### Project 3: IMDb Review Dataset

> **Project by :** Kishan Kanaiyalal Patel  
**Student Id  :** 200527734

In [None]:
import numpy as np 
import pandas as pd
from os import path
from pandas import DataFrame
from sklearn.feature_extraction import text
from sklearn.feature_extraction.text import CountVectorizer
import re

import nltk
from nltk.stem import PorterStemmer
from nltk.stem.snowball import SnowballStemmer
from nltk.stem import LancasterStemmer
from nltk.stem import WordNetLemmatizer    # Lemmatization is similar to stemming but it brings context to the words. So it links words with similar meaning to one word.
from nltk.sentiment.vader import SentimentIntensityAnalyzer
from nltk.corpus import stopwords 
from nltk.tokenize import word_tokenize
nltk.download('vader_lexicon')
nltk.download('stopwords')
nltk.download('wordnet')

import seaborn as sns
import matplotlib.pyplot as plt
%matplotlib inline
from matplotlib import style
import matplotlib.colors

import wordcloud  
from wordcloud import WordCloud, STOPWORDS 
from PIL import Image

In [None]:
#loading the dataset

df=pd.read_excel('IMDB_Dataset.xlsx')
df.head()


## Text Pre-processing


> One of the necessary stages we will perform while developing an NLP application is text pre-processing. As humans, we frequently produce text that has several spelling mistakes, short words, unique symbols, emoticons, etc. We can understand this language, but if we want the computer to understand it, we must preprocess it. We'll go over a few of the different kinds of text pre-processing you would need to do when working with text data in this notebook.

### Lowercasing

It is the process of changing a word's case to lower case. Our model will treat two words differently if one word (let's say Book) starts the sentence with a capital letter and another word (book) comes later in the phrase without a capital letter. Lowercasing is typically a relatively easy process, and we can use the. lower() method

In [None]:
def lowercasing(column):
    column = column.str.lower()
    return column

In [None]:
print(f"Before applying lower casing: {df['review'][0][:20]}")

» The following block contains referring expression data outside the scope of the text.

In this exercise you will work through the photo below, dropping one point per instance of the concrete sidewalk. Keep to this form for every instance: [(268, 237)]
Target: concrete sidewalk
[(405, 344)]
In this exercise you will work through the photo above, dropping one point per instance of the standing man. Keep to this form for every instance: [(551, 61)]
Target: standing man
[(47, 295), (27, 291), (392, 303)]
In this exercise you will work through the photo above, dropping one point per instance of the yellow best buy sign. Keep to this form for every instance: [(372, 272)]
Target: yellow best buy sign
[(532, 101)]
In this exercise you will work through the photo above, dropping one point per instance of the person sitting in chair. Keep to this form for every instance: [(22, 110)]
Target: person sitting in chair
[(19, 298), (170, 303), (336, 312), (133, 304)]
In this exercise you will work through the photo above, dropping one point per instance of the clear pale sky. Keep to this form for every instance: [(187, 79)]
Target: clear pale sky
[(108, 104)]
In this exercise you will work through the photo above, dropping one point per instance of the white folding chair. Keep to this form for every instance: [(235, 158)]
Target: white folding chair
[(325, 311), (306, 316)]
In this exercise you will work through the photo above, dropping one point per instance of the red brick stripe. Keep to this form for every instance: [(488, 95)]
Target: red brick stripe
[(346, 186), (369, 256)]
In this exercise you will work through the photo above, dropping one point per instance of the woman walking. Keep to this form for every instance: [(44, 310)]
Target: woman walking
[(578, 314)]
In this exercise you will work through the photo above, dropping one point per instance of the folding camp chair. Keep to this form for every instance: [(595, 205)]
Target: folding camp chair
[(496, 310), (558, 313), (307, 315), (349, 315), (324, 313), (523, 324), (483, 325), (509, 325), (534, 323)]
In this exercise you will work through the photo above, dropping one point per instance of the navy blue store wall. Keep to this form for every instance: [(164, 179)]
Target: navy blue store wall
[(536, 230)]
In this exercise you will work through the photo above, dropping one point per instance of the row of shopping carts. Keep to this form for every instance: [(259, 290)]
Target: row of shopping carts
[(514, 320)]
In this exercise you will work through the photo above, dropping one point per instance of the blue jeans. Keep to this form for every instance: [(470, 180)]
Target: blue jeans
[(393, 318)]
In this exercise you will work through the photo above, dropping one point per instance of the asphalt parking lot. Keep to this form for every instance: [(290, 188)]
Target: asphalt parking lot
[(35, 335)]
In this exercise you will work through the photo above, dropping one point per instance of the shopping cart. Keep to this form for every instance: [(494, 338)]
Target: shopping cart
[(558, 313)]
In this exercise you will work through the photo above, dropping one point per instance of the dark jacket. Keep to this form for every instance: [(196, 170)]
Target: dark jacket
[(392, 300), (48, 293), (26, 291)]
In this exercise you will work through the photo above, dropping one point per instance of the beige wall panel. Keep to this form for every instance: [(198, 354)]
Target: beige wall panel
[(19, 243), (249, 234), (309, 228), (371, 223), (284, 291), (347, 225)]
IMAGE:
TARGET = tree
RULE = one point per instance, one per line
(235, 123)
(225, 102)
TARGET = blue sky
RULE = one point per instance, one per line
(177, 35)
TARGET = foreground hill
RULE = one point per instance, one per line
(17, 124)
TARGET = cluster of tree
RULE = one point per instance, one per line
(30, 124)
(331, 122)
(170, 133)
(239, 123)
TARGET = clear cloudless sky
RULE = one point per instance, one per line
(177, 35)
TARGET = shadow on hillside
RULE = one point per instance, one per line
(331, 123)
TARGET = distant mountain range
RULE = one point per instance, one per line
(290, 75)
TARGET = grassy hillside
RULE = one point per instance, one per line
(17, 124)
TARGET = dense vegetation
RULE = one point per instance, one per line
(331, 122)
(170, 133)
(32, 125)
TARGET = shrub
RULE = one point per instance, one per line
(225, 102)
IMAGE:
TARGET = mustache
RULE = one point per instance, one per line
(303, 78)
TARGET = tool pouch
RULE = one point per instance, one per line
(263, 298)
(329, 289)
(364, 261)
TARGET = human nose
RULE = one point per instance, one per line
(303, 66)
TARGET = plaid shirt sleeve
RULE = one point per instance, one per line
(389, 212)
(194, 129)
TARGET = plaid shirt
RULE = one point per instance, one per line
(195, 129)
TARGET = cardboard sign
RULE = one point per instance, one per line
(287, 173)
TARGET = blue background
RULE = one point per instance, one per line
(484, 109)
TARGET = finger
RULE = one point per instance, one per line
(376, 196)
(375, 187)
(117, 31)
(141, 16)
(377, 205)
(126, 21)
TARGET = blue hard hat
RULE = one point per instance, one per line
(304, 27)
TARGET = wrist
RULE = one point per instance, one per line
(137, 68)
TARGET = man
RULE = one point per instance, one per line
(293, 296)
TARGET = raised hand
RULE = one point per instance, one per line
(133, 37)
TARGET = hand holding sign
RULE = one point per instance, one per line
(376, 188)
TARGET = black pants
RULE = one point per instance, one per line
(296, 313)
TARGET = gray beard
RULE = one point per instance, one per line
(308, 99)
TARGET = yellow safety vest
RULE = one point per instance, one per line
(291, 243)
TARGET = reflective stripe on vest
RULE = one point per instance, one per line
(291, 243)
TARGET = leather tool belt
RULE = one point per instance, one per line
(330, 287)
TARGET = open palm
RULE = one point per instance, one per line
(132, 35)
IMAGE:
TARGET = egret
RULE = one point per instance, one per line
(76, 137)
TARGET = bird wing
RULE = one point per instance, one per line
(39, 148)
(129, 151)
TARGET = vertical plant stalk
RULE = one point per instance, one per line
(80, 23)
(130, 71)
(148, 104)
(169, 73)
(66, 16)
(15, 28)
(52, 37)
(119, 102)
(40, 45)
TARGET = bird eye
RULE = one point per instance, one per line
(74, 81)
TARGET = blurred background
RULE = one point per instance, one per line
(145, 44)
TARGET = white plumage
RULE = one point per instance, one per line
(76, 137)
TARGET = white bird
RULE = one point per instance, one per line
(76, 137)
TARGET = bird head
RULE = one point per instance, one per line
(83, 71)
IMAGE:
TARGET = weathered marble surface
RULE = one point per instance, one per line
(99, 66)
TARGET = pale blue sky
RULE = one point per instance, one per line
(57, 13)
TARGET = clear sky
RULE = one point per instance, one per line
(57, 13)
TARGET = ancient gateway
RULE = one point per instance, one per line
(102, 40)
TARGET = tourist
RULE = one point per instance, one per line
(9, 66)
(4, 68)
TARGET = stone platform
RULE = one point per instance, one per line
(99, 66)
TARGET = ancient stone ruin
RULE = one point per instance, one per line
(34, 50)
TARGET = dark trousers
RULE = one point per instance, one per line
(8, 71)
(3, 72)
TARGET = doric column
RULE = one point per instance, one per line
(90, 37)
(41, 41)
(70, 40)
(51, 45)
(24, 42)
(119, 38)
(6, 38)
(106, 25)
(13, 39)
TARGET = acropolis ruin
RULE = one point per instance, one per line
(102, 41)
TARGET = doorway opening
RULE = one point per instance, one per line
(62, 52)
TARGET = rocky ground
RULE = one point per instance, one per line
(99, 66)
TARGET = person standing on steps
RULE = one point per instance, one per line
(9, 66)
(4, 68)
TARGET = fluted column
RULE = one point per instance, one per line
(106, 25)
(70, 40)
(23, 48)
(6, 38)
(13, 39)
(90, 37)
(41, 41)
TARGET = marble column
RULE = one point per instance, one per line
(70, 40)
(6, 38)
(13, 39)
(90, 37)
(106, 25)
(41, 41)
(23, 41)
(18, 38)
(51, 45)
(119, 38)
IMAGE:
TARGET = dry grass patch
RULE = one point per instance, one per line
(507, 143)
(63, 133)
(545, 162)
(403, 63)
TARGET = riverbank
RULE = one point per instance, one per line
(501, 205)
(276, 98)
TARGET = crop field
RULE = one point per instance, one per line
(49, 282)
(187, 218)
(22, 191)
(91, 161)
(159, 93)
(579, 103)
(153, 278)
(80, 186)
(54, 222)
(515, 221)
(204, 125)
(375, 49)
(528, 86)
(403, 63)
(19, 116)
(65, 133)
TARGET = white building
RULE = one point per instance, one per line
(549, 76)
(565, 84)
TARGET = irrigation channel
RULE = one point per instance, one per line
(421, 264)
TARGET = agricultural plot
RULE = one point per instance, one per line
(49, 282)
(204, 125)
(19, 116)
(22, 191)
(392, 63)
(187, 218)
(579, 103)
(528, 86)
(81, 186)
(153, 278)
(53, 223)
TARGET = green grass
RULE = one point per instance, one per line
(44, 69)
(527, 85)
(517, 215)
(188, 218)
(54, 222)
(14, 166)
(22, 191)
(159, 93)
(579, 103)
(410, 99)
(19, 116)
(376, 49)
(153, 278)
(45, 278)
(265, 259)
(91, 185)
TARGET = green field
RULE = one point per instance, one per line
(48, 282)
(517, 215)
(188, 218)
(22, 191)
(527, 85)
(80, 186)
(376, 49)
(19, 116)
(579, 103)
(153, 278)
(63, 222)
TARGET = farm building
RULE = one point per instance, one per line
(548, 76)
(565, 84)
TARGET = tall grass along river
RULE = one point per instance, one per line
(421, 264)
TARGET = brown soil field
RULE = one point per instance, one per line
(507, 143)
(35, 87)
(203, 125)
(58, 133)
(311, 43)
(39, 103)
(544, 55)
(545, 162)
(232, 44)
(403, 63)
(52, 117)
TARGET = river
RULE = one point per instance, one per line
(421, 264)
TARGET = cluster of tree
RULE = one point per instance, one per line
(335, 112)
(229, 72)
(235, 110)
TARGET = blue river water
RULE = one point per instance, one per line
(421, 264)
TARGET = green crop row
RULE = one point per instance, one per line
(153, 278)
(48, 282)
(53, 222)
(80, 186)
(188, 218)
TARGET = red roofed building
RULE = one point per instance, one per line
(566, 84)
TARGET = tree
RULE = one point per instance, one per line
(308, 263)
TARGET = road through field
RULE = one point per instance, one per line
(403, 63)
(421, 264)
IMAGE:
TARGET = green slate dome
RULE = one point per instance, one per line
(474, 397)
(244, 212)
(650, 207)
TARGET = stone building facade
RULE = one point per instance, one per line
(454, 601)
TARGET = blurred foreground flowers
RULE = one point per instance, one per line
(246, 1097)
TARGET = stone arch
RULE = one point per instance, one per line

df['cleaned_text'] = lowercasing(df['review'])

print(f"After applying lower casing : {df['cleaned_text'][0][:20]}")


### Removing HTML Tags

HTML tags such as header, body, anchor, etc. will always be present while web scraping. These tags shouldn't be used because they won't improve the text data we already have. Using regular expressions, these HTML tags can be removed.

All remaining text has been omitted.